Nous ne sommes pas anti-pub : la publicité contribue à financer l'activité de beaucoup de monde depuis très longtemps. Le problème aujourd'hui, c'est qu'il n'y a plus de limite à l'exposition publicitaire en ligne. La manière extrêmement intrusive dont Google, Amazon ou Twitter diffusent la publicité trahit la confiance des utilisateurs. Ces publicités sont conçues pour vous désorienter. Tout un écosystème vous traque dans tout ce que vous faites, ce qui est très désagréable. Tels qu'ils sont proposés aujourd'hui, les moteurs de recherche ne sont pas de bons produits justement parce qu'ils sont bâtis sur un modèle publicitaire. Ce dernier a été un succès pour Google qui est devenu un monopole et qui depuis n'innove plus.

Quelle est la différence entre la version gratuite et la formule abonnement ?

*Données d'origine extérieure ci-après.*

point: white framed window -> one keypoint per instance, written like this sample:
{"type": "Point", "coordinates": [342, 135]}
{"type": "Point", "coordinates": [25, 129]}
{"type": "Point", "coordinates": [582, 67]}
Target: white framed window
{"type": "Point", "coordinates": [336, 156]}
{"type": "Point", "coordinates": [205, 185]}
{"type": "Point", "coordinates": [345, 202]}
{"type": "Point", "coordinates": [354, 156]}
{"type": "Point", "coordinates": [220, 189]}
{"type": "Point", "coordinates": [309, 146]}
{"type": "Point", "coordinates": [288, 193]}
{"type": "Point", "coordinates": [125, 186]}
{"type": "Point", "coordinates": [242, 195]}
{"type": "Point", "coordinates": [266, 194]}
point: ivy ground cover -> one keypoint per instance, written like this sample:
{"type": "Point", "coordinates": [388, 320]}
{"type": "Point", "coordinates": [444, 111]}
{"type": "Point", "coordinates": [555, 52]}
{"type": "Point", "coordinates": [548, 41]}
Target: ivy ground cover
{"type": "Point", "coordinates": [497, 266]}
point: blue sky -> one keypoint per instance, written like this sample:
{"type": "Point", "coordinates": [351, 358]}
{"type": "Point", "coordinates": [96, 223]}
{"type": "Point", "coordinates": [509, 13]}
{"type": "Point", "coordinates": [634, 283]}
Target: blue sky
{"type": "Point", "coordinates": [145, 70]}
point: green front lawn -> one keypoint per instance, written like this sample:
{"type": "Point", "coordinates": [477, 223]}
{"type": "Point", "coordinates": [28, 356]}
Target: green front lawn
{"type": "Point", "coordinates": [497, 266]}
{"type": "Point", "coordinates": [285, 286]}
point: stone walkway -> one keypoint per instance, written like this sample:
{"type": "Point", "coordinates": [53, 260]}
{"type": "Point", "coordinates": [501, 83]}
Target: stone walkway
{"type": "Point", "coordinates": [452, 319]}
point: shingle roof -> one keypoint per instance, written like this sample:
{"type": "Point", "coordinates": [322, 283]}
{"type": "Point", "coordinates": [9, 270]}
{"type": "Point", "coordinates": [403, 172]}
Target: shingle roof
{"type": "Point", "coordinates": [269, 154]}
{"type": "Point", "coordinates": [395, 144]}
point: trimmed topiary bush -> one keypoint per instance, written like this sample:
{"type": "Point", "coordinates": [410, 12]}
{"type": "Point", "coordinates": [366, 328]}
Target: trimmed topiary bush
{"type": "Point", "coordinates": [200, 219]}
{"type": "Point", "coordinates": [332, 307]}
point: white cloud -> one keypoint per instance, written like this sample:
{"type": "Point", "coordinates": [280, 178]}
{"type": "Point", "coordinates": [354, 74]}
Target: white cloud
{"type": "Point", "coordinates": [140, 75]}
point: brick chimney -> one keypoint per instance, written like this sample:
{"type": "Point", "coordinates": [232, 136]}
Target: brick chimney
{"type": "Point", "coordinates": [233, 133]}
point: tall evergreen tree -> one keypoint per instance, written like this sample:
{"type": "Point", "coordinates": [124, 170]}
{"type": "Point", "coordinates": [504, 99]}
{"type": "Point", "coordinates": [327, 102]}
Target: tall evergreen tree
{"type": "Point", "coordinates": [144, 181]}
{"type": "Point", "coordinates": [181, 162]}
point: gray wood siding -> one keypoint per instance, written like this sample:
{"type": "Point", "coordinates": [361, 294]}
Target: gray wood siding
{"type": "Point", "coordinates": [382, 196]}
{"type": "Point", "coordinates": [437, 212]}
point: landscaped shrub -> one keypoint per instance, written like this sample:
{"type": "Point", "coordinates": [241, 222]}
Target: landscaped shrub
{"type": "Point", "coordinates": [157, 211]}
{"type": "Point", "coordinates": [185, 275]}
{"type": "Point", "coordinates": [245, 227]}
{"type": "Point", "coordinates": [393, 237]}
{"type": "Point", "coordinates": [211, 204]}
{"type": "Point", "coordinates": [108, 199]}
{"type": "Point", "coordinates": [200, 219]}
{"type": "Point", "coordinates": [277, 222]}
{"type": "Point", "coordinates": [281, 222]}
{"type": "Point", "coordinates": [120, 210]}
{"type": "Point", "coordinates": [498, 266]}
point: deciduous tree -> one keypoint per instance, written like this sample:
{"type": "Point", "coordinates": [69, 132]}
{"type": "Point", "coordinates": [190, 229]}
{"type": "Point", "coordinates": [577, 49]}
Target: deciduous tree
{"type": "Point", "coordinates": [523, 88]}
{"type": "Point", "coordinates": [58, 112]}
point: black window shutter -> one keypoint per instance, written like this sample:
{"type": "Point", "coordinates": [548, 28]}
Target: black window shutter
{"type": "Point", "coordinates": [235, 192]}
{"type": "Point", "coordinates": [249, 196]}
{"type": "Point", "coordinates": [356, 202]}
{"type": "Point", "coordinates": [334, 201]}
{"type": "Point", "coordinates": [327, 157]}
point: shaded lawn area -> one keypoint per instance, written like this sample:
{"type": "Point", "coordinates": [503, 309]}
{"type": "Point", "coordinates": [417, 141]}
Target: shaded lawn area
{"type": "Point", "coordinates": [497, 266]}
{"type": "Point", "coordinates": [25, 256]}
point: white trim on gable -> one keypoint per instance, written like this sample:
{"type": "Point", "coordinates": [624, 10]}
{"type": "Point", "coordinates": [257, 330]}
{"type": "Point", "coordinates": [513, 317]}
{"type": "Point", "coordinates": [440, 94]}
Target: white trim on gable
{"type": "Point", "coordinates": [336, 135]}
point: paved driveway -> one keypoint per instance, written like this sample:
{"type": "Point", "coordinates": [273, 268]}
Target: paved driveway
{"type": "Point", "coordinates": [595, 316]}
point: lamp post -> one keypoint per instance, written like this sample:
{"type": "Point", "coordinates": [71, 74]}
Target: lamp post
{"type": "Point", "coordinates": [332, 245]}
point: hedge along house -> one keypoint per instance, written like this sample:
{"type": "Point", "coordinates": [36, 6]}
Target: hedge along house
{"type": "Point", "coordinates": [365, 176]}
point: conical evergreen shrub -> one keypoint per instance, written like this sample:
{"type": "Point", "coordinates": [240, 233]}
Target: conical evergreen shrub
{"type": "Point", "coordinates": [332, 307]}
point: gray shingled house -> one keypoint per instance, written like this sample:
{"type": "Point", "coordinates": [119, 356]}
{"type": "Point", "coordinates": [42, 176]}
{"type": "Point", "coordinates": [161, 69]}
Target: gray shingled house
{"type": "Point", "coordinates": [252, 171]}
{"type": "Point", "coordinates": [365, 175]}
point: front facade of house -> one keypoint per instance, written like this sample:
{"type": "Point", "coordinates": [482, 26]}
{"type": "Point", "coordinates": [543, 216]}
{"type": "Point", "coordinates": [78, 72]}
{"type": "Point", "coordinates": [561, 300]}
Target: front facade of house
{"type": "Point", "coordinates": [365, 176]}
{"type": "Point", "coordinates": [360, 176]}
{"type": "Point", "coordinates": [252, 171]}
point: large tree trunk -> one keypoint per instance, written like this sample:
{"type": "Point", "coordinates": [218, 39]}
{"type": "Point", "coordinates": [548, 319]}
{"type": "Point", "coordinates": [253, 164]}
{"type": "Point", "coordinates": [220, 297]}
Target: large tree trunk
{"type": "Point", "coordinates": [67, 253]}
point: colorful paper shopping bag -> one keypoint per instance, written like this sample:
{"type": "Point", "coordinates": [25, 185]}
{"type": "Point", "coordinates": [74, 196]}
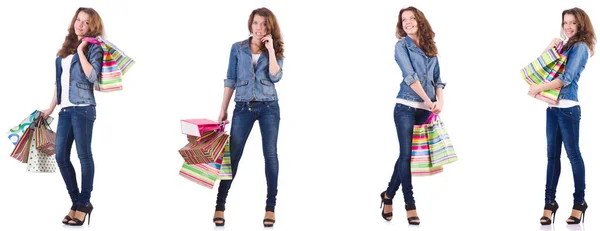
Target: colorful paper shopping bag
{"type": "Point", "coordinates": [114, 65]}
{"type": "Point", "coordinates": [38, 162]}
{"type": "Point", "coordinates": [45, 138]}
{"type": "Point", "coordinates": [441, 150]}
{"type": "Point", "coordinates": [545, 69]}
{"type": "Point", "coordinates": [420, 160]}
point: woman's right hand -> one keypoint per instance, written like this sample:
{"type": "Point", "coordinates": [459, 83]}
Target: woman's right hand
{"type": "Point", "coordinates": [47, 112]}
{"type": "Point", "coordinates": [223, 117]}
{"type": "Point", "coordinates": [554, 43]}
{"type": "Point", "coordinates": [429, 104]}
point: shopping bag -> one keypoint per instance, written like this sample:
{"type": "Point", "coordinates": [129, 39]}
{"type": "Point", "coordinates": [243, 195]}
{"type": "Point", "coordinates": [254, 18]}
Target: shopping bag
{"type": "Point", "coordinates": [45, 138]}
{"type": "Point", "coordinates": [545, 69]}
{"type": "Point", "coordinates": [114, 65]}
{"type": "Point", "coordinates": [200, 127]}
{"type": "Point", "coordinates": [38, 162]}
{"type": "Point", "coordinates": [441, 150]}
{"type": "Point", "coordinates": [206, 174]}
{"type": "Point", "coordinates": [205, 152]}
{"type": "Point", "coordinates": [420, 160]}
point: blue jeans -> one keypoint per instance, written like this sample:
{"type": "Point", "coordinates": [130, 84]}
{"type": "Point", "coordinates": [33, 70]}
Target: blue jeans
{"type": "Point", "coordinates": [562, 127]}
{"type": "Point", "coordinates": [405, 118]}
{"type": "Point", "coordinates": [244, 116]}
{"type": "Point", "coordinates": [76, 124]}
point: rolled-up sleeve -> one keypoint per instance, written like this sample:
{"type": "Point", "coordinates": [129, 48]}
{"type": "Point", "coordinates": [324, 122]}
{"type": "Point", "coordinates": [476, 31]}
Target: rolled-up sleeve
{"type": "Point", "coordinates": [232, 68]}
{"type": "Point", "coordinates": [95, 53]}
{"type": "Point", "coordinates": [436, 75]}
{"type": "Point", "coordinates": [275, 78]}
{"type": "Point", "coordinates": [403, 60]}
{"type": "Point", "coordinates": [575, 64]}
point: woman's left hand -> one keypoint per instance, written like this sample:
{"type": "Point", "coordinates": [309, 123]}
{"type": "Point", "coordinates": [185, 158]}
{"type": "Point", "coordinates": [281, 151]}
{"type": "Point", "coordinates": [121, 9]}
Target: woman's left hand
{"type": "Point", "coordinates": [268, 40]}
{"type": "Point", "coordinates": [437, 107]}
{"type": "Point", "coordinates": [82, 45]}
{"type": "Point", "coordinates": [534, 89]}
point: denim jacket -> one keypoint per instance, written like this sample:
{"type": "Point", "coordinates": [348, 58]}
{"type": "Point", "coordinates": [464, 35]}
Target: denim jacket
{"type": "Point", "coordinates": [251, 84]}
{"type": "Point", "coordinates": [577, 57]}
{"type": "Point", "coordinates": [81, 87]}
{"type": "Point", "coordinates": [416, 65]}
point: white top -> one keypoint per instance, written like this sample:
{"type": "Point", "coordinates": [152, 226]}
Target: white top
{"type": "Point", "coordinates": [255, 59]}
{"type": "Point", "coordinates": [413, 104]}
{"type": "Point", "coordinates": [564, 103]}
{"type": "Point", "coordinates": [64, 82]}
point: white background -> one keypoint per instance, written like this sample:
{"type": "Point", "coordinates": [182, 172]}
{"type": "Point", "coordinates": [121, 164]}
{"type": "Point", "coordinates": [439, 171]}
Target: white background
{"type": "Point", "coordinates": [337, 141]}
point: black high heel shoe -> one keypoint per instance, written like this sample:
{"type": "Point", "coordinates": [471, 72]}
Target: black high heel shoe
{"type": "Point", "coordinates": [576, 220]}
{"type": "Point", "coordinates": [87, 209]}
{"type": "Point", "coordinates": [412, 220]}
{"type": "Point", "coordinates": [552, 207]}
{"type": "Point", "coordinates": [67, 217]}
{"type": "Point", "coordinates": [385, 202]}
{"type": "Point", "coordinates": [219, 208]}
{"type": "Point", "coordinates": [269, 209]}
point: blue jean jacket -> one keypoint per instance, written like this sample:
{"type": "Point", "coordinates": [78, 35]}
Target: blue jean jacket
{"type": "Point", "coordinates": [416, 65]}
{"type": "Point", "coordinates": [81, 87]}
{"type": "Point", "coordinates": [251, 84]}
{"type": "Point", "coordinates": [577, 57]}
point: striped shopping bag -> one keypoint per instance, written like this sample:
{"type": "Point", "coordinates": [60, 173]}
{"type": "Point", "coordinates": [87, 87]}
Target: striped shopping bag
{"type": "Point", "coordinates": [441, 150]}
{"type": "Point", "coordinates": [545, 69]}
{"type": "Point", "coordinates": [206, 174]}
{"type": "Point", "coordinates": [420, 160]}
{"type": "Point", "coordinates": [114, 65]}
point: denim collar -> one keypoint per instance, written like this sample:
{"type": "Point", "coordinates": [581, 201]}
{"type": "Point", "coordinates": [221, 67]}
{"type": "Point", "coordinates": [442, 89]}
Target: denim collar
{"type": "Point", "coordinates": [410, 44]}
{"type": "Point", "coordinates": [245, 46]}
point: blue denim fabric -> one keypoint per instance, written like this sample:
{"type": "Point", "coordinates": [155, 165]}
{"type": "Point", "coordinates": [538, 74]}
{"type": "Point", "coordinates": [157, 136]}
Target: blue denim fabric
{"type": "Point", "coordinates": [244, 116]}
{"type": "Point", "coordinates": [415, 65]}
{"type": "Point", "coordinates": [251, 84]}
{"type": "Point", "coordinates": [577, 57]}
{"type": "Point", "coordinates": [76, 124]}
{"type": "Point", "coordinates": [81, 87]}
{"type": "Point", "coordinates": [562, 127]}
{"type": "Point", "coordinates": [405, 118]}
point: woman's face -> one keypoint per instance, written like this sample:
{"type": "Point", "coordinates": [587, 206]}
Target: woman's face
{"type": "Point", "coordinates": [570, 25]}
{"type": "Point", "coordinates": [409, 23]}
{"type": "Point", "coordinates": [81, 24]}
{"type": "Point", "coordinates": [259, 26]}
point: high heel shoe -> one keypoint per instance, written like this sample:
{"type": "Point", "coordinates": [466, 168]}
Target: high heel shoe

Nous sommes un moteur de recherche naissant et il est naturel que la version gratuite soit déjà très satisfaisante. C'est une sorte de test pour permettre aux gens de nous découvrir. La version payante est destinée à fidéliser les utilisateurs, ne serait-ce que parce qu'ils voudront participer au financement de ce produit. Elle leur offre aussi des fonctionnalités additionnelles de paramétrage de souhaits et de personnalisation s'ils le souhaitent, un accès illimité aux fonctionnalités de recherche basées sur l'intelligence artificielle, la création de réseaux privés, l'intégration d'autres applications comme Slack, l'e-mail, etc.

Vous avez levé 71 millions d'euros au total pour pouvoir lancer votre moteur de recherche et l'internationaliser. Combien d'abonnements vous sera-t-il nécessaire pour financer votre projet et vous permettre de vous développer ?

Créer et développer un moteur de recherche est une des activités le plus complexes d'Internet. Je pense que pour que nous puissions nous financer correctement nous avons besoin de disposer de 5 à 10 millions d'abonnés (qui généreraient entre 250 millions et 500 millions d'euros de recettes annuelles au tarif annuel de 50 euros en vigueur en France, ndlr.). Il nous faudra pour cela un minimum de cinq ans. A savoir que, outre les abonnements, nous comptons également nous financer grâce aux services technologiques que nous pourrons à l'avenir proposer aux entreprises, comme la mise en place pour eux de moteurs de recherche spécifiques sur leurs sites, des chatbots et bien d'autres développements demandant l'apport de l'intelligence artificielle.